2. La loi manque de moyens d’action

Preuves

De nombreuses plaintes pour discrimination n’aboutissent pas faute de preuves, même si une inversion de la charge de preuve est possible sur le plan civil.  La loi antidiscrimination manque ainsi souvent son effet.

Les tests de situation sont, par exemple, un moyen avéré d’établir une discrimination. Comme la loi ne mentionne pas explicitement cette possibilité, ces tests restent très fragiles d’un point de vue juridique. « Les auteurs de discrimination peuvent aujourd’hui affirmer que les données ne peuvent pas être utilisées comme preuve contre eux parce qu’elles ont été obtenues de manière illégitime. Il faut changer cela. »

Action positive

Aux yeux d’Unia, les actions positives restent au stade de la théorie. « Aujourd’hui, la loi reste très imprécise sur le cadre d’une action positive.
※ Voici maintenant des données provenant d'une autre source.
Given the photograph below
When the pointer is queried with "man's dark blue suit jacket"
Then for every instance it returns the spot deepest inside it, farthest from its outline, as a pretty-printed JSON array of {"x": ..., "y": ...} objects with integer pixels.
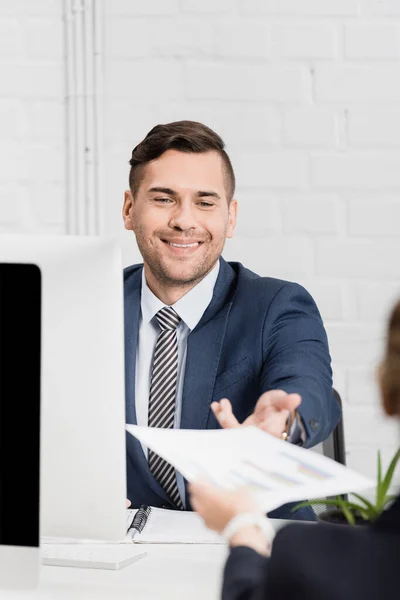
[{"x": 257, "y": 334}]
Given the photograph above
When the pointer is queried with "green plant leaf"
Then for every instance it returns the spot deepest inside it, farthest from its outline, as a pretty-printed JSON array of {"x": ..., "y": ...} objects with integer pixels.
[
  {"x": 371, "y": 510},
  {"x": 389, "y": 476},
  {"x": 347, "y": 513},
  {"x": 337, "y": 502}
]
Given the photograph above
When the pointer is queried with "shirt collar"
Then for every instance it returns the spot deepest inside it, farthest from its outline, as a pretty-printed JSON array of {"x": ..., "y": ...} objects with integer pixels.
[{"x": 190, "y": 307}]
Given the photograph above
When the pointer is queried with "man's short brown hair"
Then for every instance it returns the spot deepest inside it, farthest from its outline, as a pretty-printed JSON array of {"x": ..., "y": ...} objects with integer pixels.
[{"x": 184, "y": 136}]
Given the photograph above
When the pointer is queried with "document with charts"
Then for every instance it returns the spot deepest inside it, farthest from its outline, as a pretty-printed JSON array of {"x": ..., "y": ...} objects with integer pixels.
[{"x": 274, "y": 471}]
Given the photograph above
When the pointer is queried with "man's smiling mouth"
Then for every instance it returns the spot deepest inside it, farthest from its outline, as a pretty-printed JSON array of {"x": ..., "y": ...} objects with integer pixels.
[{"x": 182, "y": 245}]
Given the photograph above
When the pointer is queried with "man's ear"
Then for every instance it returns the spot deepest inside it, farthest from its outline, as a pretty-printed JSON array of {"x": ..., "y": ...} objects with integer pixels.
[
  {"x": 232, "y": 218},
  {"x": 127, "y": 210}
]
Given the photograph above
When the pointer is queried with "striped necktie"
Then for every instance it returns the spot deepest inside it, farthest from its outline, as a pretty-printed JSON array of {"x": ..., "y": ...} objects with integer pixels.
[{"x": 162, "y": 396}]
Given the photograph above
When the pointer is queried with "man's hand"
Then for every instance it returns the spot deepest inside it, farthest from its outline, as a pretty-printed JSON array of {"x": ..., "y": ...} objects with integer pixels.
[
  {"x": 270, "y": 414},
  {"x": 218, "y": 506}
]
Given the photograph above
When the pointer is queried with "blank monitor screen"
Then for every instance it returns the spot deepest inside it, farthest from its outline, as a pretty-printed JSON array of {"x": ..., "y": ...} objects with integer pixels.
[
  {"x": 19, "y": 404},
  {"x": 20, "y": 362},
  {"x": 83, "y": 471}
]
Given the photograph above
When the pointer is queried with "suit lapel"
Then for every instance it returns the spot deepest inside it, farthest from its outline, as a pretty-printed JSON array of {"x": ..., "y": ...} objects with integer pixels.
[
  {"x": 132, "y": 293},
  {"x": 132, "y": 300},
  {"x": 204, "y": 347}
]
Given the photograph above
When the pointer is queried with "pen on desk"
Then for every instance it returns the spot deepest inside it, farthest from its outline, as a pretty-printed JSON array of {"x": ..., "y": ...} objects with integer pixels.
[{"x": 139, "y": 520}]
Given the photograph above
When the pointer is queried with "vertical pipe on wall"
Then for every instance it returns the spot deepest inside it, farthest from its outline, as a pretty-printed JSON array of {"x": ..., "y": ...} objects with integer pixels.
[
  {"x": 98, "y": 112},
  {"x": 83, "y": 108}
]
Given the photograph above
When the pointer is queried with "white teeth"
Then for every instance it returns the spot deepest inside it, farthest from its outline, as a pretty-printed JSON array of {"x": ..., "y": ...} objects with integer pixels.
[{"x": 183, "y": 245}]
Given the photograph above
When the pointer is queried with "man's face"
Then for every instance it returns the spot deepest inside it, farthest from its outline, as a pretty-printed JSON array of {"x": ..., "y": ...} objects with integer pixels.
[{"x": 180, "y": 216}]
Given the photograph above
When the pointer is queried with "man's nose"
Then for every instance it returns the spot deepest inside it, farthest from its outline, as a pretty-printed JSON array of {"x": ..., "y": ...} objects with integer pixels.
[{"x": 183, "y": 217}]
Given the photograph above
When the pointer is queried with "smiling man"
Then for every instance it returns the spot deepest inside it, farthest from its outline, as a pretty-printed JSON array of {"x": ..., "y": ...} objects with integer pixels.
[{"x": 209, "y": 343}]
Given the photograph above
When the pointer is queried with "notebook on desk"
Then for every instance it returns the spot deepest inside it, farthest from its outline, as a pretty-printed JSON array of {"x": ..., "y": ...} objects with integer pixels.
[{"x": 150, "y": 525}]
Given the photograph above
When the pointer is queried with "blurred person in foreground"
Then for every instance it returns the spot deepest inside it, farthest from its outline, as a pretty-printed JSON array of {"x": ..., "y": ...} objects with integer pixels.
[{"x": 314, "y": 562}]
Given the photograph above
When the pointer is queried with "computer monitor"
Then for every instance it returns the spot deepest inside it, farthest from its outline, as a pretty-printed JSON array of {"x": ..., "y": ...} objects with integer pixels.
[
  {"x": 83, "y": 465},
  {"x": 20, "y": 315}
]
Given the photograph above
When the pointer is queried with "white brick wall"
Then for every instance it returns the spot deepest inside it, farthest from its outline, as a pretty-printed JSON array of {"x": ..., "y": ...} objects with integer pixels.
[
  {"x": 305, "y": 94},
  {"x": 32, "y": 144}
]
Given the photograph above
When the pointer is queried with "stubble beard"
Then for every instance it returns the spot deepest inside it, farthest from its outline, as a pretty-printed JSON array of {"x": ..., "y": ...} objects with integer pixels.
[{"x": 160, "y": 270}]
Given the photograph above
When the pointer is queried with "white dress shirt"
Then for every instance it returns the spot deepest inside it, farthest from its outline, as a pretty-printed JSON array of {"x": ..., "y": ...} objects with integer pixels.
[{"x": 190, "y": 308}]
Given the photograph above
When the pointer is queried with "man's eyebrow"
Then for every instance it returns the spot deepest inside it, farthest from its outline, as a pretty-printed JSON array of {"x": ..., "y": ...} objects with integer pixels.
[
  {"x": 170, "y": 192},
  {"x": 204, "y": 194},
  {"x": 162, "y": 190}
]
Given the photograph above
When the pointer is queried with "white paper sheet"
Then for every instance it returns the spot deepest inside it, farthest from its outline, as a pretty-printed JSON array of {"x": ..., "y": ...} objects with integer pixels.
[{"x": 274, "y": 471}]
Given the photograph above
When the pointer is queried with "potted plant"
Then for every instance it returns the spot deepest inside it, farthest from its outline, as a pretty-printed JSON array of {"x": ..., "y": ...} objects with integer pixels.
[{"x": 361, "y": 511}]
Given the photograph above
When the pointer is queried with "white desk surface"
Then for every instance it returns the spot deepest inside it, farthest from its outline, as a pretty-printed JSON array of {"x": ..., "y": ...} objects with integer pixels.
[{"x": 167, "y": 572}]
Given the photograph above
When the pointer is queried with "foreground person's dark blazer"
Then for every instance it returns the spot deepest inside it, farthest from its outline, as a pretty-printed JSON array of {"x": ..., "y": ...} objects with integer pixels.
[{"x": 321, "y": 562}]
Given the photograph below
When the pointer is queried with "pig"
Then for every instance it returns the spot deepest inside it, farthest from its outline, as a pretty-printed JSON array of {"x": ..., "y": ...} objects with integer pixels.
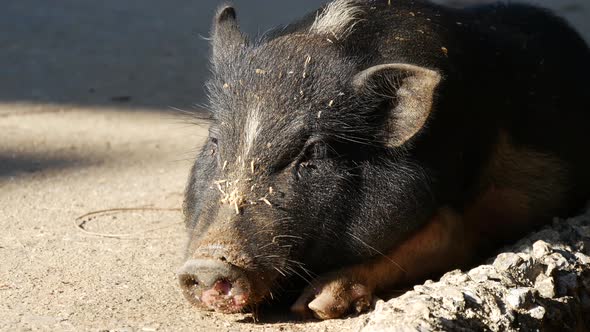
[{"x": 373, "y": 144}]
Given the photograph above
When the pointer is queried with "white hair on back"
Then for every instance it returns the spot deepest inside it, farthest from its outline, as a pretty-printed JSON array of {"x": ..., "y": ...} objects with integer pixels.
[{"x": 338, "y": 18}]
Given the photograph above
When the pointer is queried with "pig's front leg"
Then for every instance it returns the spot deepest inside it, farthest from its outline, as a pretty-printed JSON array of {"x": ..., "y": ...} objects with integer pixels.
[{"x": 443, "y": 242}]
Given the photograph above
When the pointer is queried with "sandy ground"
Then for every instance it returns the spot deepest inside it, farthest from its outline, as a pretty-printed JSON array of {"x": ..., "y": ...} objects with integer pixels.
[{"x": 68, "y": 150}]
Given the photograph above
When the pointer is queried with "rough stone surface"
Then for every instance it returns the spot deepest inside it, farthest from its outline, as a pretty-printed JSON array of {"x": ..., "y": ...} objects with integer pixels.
[{"x": 540, "y": 283}]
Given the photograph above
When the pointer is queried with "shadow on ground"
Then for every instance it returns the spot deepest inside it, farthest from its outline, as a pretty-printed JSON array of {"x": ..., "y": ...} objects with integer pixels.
[{"x": 24, "y": 163}]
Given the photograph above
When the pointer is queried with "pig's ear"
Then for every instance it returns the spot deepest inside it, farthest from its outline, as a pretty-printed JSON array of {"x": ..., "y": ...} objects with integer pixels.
[
  {"x": 226, "y": 35},
  {"x": 410, "y": 90}
]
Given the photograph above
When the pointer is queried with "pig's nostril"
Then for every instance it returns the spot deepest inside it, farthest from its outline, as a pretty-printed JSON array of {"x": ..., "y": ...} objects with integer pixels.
[
  {"x": 223, "y": 287},
  {"x": 188, "y": 282}
]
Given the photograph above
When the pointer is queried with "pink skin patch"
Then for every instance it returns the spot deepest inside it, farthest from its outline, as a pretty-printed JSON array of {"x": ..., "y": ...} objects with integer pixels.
[{"x": 224, "y": 297}]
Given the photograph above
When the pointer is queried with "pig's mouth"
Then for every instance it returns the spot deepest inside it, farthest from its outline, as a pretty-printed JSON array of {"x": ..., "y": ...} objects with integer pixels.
[{"x": 218, "y": 286}]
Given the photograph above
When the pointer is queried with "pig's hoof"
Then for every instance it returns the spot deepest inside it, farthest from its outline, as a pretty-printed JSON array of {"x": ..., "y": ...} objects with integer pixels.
[{"x": 333, "y": 298}]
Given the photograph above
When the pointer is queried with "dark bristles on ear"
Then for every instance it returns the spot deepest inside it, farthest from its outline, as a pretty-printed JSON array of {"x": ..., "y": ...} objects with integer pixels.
[
  {"x": 226, "y": 13},
  {"x": 227, "y": 38}
]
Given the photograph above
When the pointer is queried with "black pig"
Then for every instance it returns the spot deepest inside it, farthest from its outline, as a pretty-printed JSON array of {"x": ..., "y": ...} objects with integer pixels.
[{"x": 376, "y": 143}]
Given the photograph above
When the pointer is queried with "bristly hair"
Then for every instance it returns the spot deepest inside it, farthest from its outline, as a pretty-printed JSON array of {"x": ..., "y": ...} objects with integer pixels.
[{"x": 337, "y": 19}]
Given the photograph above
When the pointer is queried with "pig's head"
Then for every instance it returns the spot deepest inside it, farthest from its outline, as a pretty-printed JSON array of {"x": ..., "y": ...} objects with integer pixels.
[{"x": 306, "y": 167}]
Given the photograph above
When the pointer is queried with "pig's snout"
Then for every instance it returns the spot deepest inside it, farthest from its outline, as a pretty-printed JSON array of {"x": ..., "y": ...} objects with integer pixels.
[{"x": 215, "y": 285}]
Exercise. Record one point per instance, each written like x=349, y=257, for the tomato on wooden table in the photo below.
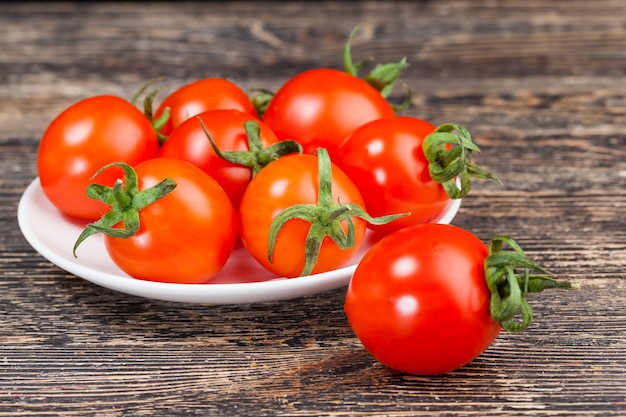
x=430, y=298
x=84, y=137
x=201, y=95
x=177, y=224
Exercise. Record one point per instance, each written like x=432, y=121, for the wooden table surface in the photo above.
x=540, y=84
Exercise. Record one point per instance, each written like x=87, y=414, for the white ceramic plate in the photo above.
x=241, y=280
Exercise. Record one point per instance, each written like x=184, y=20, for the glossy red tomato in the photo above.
x=419, y=302
x=185, y=236
x=80, y=140
x=320, y=107
x=287, y=182
x=226, y=127
x=385, y=160
x=200, y=96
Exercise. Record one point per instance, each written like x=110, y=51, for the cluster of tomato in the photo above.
x=298, y=176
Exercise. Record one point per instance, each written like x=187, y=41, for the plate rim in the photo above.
x=273, y=289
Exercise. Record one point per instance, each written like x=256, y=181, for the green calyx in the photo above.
x=383, y=77
x=325, y=217
x=148, y=109
x=257, y=156
x=449, y=153
x=260, y=99
x=510, y=276
x=125, y=202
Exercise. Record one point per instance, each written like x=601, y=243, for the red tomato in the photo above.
x=86, y=136
x=385, y=160
x=185, y=236
x=200, y=96
x=320, y=107
x=226, y=127
x=287, y=182
x=418, y=300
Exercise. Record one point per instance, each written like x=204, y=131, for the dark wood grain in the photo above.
x=540, y=84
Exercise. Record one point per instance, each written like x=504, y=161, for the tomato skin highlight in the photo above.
x=83, y=138
x=288, y=181
x=202, y=95
x=184, y=237
x=188, y=142
x=320, y=107
x=418, y=300
x=385, y=160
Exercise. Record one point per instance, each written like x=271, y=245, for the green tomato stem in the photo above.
x=256, y=157
x=325, y=217
x=509, y=279
x=449, y=153
x=126, y=203
x=383, y=77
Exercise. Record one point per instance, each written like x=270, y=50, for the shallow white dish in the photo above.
x=241, y=281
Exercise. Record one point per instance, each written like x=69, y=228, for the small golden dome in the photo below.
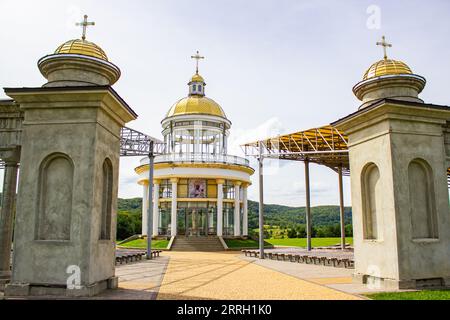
x=386, y=67
x=82, y=47
x=197, y=78
x=196, y=105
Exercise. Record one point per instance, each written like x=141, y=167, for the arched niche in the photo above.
x=422, y=200
x=371, y=196
x=55, y=198
x=107, y=189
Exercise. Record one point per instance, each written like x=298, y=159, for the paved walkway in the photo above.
x=201, y=275
x=228, y=275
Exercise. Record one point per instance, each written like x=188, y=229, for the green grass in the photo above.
x=244, y=244
x=301, y=242
x=415, y=295
x=142, y=244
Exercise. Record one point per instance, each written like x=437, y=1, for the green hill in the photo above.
x=325, y=219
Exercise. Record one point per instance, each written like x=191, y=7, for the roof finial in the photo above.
x=197, y=57
x=385, y=45
x=84, y=24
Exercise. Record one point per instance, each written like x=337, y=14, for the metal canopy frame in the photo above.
x=325, y=145
x=135, y=143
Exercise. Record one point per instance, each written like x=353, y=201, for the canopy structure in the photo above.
x=325, y=146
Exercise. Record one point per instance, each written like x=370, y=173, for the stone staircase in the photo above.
x=205, y=244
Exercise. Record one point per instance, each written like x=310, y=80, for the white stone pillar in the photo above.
x=145, y=202
x=220, y=183
x=156, y=208
x=245, y=211
x=237, y=209
x=173, y=221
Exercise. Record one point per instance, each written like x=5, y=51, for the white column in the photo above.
x=173, y=223
x=145, y=201
x=245, y=211
x=7, y=217
x=220, y=183
x=155, y=208
x=237, y=209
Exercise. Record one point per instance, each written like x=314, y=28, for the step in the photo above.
x=207, y=244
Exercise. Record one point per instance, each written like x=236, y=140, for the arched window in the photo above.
x=55, y=198
x=105, y=228
x=421, y=199
x=371, y=195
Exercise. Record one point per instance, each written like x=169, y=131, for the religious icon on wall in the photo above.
x=197, y=188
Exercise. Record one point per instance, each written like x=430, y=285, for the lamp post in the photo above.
x=261, y=204
x=151, y=158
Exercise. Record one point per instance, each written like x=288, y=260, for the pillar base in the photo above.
x=3, y=283
x=28, y=290
x=395, y=284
Si on prend le cas d’une entreprise qui constate un manque de personnel âge de plus de 45 ans, elle ne peut aujourd’hui pas faire une recherche ciblée sans prendre le risque d’être attaquée en justice par des jeunes candidats qui pourraient facilement arguer d’une discrimination en raison de l’âge. Il y a là un besoin de précision et de cadre clair ».